Bernardine Evaristo: Girl, Woman, Other
Ich mag Romane, die die Leben unterschiedlicher Menschen miteinander in eine Verbindung setzen, sehr sehr gerne. Genau das macht ‚Girl, Woman, Other‘ in einer unglaublich komplexen und spannenden Weise. Alles beginnt damit und ist gerahmt davon, dass Ammas Theaterstück an dem Abend, an dem die Erzählung des Buches einsetzt, im Nationaltheater in London Premiere haben wird. Ein großer Tag: Das Theaterstück einer Schwarzen Person, die sich als Frau versteht und eine feministische Verortung hat, wird im Nationaltheater aufgeführt werden. Die Nahpersonen von Amma werden kommen, ältere Beziehungen und jüngere Kontakte, biofamiliäre Beziehungen und vor allem selbstgewählte Familie aus verschiedenen Lebensphasen, selbst auch wieder mit anderen Menschen in Beziehung stehend. Und dieses Ausgangssetting wird dann im Verlaufe des Romans, erzählt aus unterschiedlichen Perspektiven dieses erweiterten sozialen Netzwerks, ein großes Universum unterschiedlicher Lebensläufe, -geschichten und -entscheidungen.
Sie alle sind davon geprägt, dass sie vom Beginn ihres Lebens an rassistische und genderistische Gewalt erleben mussten, die sich unterschiedlich in sie eingeschrieben und ihnen unterschiedliche Strategien eines Lebens und Überlebens aufgezwungen hat. Es werden Differenzen innerhalb rassistischer Gewalt, beispielsweise in Bezug auf Klassismus und zeitlicher und örtlicher Situierung der Personen, aber auch in Bezug auf sexuelle Orientierung, genauso herausgearbeitet wie unterschiedliche Genderkonzepte und die damit zusammenhängenden unterschiedlichen genderistischen Diskriminierungen.

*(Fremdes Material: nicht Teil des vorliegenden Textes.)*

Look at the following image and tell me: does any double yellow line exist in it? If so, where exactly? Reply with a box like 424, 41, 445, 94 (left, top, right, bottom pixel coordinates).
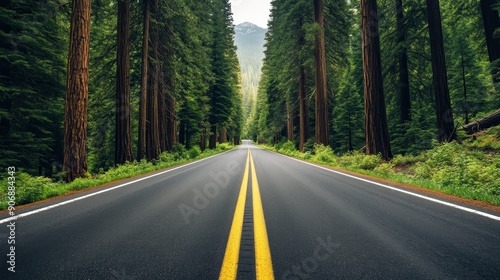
219, 149, 274, 280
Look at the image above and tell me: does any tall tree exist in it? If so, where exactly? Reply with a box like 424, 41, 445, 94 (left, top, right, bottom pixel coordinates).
313, 0, 329, 145
209, 0, 237, 149
63, 0, 91, 182
286, 99, 294, 141
115, 0, 133, 164
299, 66, 311, 151
361, 0, 392, 160
0, 0, 66, 177
146, 0, 161, 160
426, 0, 456, 142
137, 0, 150, 160
396, 0, 411, 123
481, 0, 500, 88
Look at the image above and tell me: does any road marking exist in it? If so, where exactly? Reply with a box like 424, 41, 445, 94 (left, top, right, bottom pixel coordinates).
259, 148, 500, 221
250, 152, 274, 280
0, 149, 238, 225
219, 149, 250, 280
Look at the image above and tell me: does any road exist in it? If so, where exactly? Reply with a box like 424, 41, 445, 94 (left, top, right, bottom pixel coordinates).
0, 142, 500, 280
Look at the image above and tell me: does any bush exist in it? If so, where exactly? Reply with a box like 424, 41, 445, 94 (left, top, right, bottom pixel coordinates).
304, 137, 316, 153
373, 163, 395, 178
0, 172, 54, 205
359, 155, 382, 170
313, 144, 335, 163
278, 141, 297, 155
171, 143, 188, 161
188, 146, 201, 158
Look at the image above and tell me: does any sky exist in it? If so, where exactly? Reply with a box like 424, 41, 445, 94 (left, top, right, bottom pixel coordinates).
229, 0, 271, 28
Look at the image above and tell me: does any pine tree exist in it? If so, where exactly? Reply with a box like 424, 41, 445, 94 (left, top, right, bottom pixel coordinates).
396, 0, 411, 123
361, 0, 392, 160
115, 0, 132, 164
137, 0, 151, 160
314, 0, 330, 146
481, 0, 500, 89
63, 0, 90, 182
0, 0, 69, 177
427, 0, 456, 142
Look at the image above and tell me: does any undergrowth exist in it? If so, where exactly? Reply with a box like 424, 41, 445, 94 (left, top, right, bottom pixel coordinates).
263, 128, 500, 205
0, 143, 234, 209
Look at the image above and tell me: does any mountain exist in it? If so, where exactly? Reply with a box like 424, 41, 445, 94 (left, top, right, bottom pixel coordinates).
234, 22, 267, 119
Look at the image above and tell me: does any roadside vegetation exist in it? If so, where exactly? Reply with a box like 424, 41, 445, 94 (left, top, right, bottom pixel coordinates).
261, 127, 500, 205
0, 143, 234, 210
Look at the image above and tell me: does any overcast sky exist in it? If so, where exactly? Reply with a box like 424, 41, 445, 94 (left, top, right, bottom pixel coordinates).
229, 0, 271, 28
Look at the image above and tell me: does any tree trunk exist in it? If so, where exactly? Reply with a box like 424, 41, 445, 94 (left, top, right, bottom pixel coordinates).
396, 0, 411, 123
299, 66, 311, 152
163, 18, 177, 151
158, 77, 168, 152
460, 49, 469, 123
427, 0, 457, 142
286, 98, 293, 142
481, 0, 500, 89
115, 0, 133, 164
146, 0, 160, 160
314, 0, 330, 146
219, 127, 227, 144
137, 0, 150, 161
461, 110, 500, 134
200, 128, 207, 151
167, 95, 177, 151
208, 124, 217, 149
361, 0, 392, 160
179, 120, 186, 146
63, 0, 91, 182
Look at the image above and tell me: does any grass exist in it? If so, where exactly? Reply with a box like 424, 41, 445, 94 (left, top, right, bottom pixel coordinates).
0, 143, 234, 210
261, 128, 500, 205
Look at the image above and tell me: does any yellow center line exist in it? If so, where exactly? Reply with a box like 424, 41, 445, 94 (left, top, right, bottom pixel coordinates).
250, 152, 274, 280
219, 149, 250, 280
219, 149, 274, 280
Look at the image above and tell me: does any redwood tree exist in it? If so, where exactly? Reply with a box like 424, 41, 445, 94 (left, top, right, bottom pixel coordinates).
63, 0, 91, 182
299, 66, 311, 152
146, 0, 161, 160
481, 0, 500, 86
396, 0, 411, 123
115, 0, 133, 164
427, 0, 456, 142
314, 0, 329, 145
137, 0, 150, 160
361, 0, 392, 160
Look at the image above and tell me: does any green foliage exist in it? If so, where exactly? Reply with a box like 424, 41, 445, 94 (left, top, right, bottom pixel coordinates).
312, 144, 335, 164
414, 143, 500, 195
188, 146, 201, 158
262, 128, 500, 205
0, 0, 67, 176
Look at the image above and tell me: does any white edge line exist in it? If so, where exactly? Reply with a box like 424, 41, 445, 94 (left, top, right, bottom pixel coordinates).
0, 148, 235, 225
259, 147, 500, 221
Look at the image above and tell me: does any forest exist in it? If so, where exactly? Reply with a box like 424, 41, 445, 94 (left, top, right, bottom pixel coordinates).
250, 0, 500, 153
0, 0, 500, 206
248, 0, 500, 204
0, 0, 242, 182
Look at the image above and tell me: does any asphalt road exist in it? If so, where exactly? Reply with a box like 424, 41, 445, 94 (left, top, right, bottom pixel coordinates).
0, 141, 500, 280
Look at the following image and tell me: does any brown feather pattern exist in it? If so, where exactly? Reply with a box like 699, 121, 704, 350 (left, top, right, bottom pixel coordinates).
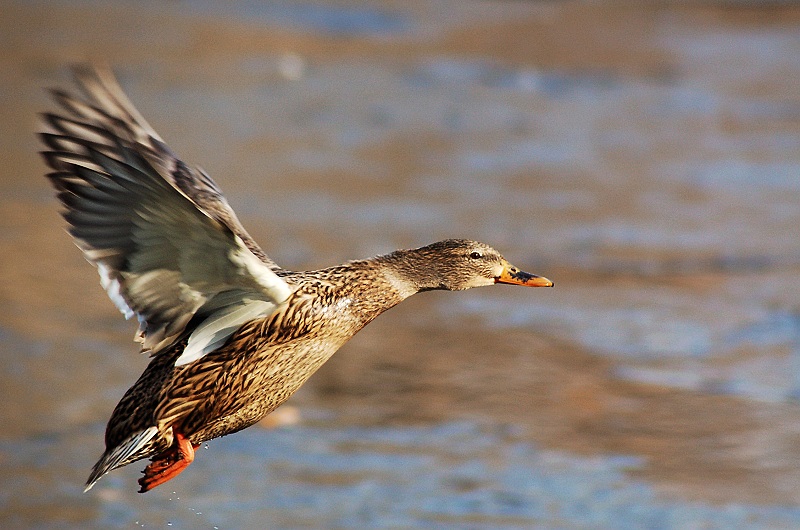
41, 68, 545, 491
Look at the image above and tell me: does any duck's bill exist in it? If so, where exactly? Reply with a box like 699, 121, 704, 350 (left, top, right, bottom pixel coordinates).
494, 265, 553, 287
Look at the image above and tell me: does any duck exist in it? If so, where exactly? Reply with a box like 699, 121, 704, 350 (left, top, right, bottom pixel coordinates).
39, 65, 553, 493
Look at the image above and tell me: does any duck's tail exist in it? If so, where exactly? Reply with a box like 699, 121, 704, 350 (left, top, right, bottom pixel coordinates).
83, 426, 158, 493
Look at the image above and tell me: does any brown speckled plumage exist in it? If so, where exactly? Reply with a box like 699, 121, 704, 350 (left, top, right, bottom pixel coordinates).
41, 68, 552, 491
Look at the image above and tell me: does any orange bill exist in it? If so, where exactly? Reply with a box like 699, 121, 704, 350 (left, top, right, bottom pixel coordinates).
494, 263, 553, 287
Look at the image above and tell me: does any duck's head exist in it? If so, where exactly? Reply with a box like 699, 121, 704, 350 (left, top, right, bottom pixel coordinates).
395, 239, 553, 291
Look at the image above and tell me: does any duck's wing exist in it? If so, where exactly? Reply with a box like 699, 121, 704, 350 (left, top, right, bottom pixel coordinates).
40, 67, 291, 356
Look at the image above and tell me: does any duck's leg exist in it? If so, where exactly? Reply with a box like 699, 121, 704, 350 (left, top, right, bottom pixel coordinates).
139, 428, 198, 493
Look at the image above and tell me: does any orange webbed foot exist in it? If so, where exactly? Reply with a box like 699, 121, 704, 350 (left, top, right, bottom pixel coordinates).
139, 431, 198, 493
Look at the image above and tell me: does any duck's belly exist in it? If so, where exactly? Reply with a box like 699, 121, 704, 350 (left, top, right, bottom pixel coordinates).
186, 338, 346, 444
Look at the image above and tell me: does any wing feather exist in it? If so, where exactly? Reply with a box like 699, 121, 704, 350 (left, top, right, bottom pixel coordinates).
41, 64, 291, 356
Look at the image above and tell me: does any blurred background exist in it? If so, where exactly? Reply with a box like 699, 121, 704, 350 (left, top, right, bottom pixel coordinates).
0, 0, 800, 528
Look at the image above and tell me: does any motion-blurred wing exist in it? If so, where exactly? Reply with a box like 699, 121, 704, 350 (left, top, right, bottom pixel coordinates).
40, 68, 290, 354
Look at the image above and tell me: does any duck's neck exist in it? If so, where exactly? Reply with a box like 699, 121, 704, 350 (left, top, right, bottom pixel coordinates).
375, 247, 447, 294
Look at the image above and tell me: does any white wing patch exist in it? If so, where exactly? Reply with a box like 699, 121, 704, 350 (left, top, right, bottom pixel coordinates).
229, 236, 292, 304
97, 261, 134, 319
175, 300, 278, 366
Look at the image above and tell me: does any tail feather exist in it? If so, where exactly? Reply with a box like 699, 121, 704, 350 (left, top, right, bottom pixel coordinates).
83, 426, 158, 493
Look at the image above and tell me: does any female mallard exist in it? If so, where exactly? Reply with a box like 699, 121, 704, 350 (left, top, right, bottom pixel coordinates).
41, 68, 553, 492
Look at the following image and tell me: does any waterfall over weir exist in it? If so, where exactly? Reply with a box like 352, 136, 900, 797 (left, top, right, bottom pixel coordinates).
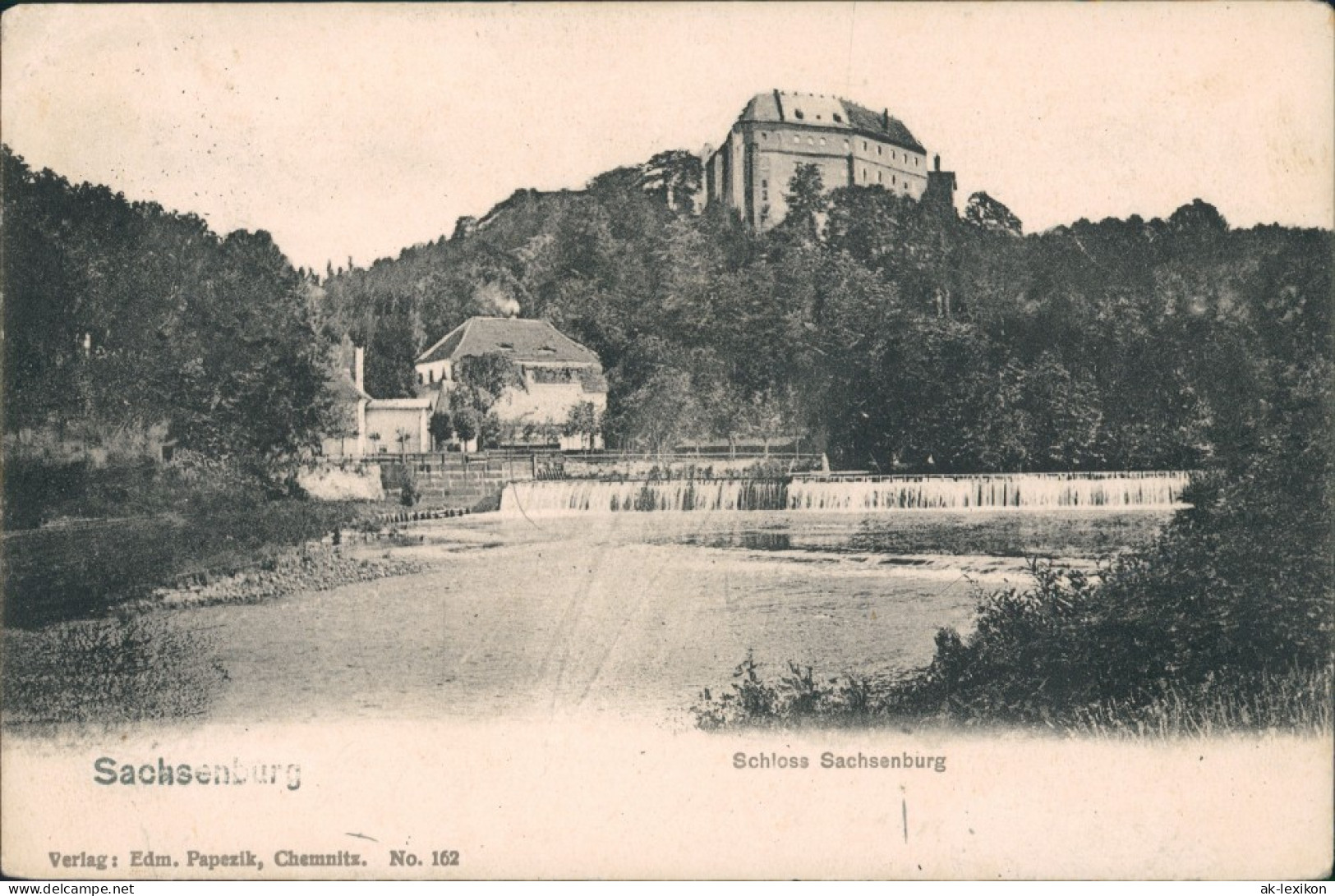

So ist dieser Roman für mich auch in der Beziehung herausragend, als dass ein ganzes Kapitel der Erzählung einer genderfreien Person gewidmet ist (das Kapitel zu Meghan/Morgan), wo in einer einzigartig klaren und überzeugenden Weise die Absurdität von Genderordnungen vorgestellt wird. Die Aussage „It’s about becoming your true self in spite of society’s pressures to be otherwise“, fasst die strukturelle Gewalt, die die Zuordnung zu Gender in welcher Form auch immer ist, sehr gut zusammen.
Das Buch zeigt die Verbindung, die Menschen miteinander haben können, bewusst und explizit genannt oder gespürt und geahnt – Verbindungen, die bestehen, wenn Kontakte auch sehr früh zerstört wurden oder abgebrochen sind, wenn es Schmerz gibt und Unaussprechbarkeiten. Das Buch hat mich sehr berührt in sowohl den einzelnen Geschichten als auch ihrer Verbindung miteinander, die manchmal nur kurz aufleuchtet und manchmal das ganze Buch durchzieht.
Wie ist ein Leben möglich in einer Welt, die rassistisch-genderistische Gewalt so sehr normalisiert hat? Welche Lebensentscheidungen sind möglich und was kann und macht das eigene Leben aus? Der Roman gibt viele unterschiedliche und vielschichtige Antworten auf diese Frage.
Unbedingt zu lesen!
Für wens ist das Buch zu empfehlen?
Für alle Menschen, die ein sehr gut geschriebenes, spannendes Buch lesen wollen, welches über Generationen von Schwarzen Menschen in Großbritannien, den USA und auf dem afrikanischen Kontinent Verknüpfungen aufzeigt und ihre Leben miteinander erzählend verbindet. Ein großes und wichtiges Buch.
Was sonst noch?
Bernardine Evaristo hat vor diesem bereits sieben andere fiktionale Bücher geschrieben sowie Essays, Rezensionen und Theaterstücke. Bernardine Evaristo versteht sich selbst als literarischens Aktivistens und hat in dieser Selbstverortung zahlreiche Projekte gegründet. Literarisch aktivistisch zu sein ist eine unglaublich schöne Selbstcharakterisierung, finde ich, und der Roman legt ein sehr wichtiges Zeugnis dazu ab, wie literarischer Aktivismus aussehen kann.
[Rezension von Lann Hornscheidt]
Bernardine Evaristo (2019): Girl, Woman, Other. Grove Press, Black Cat.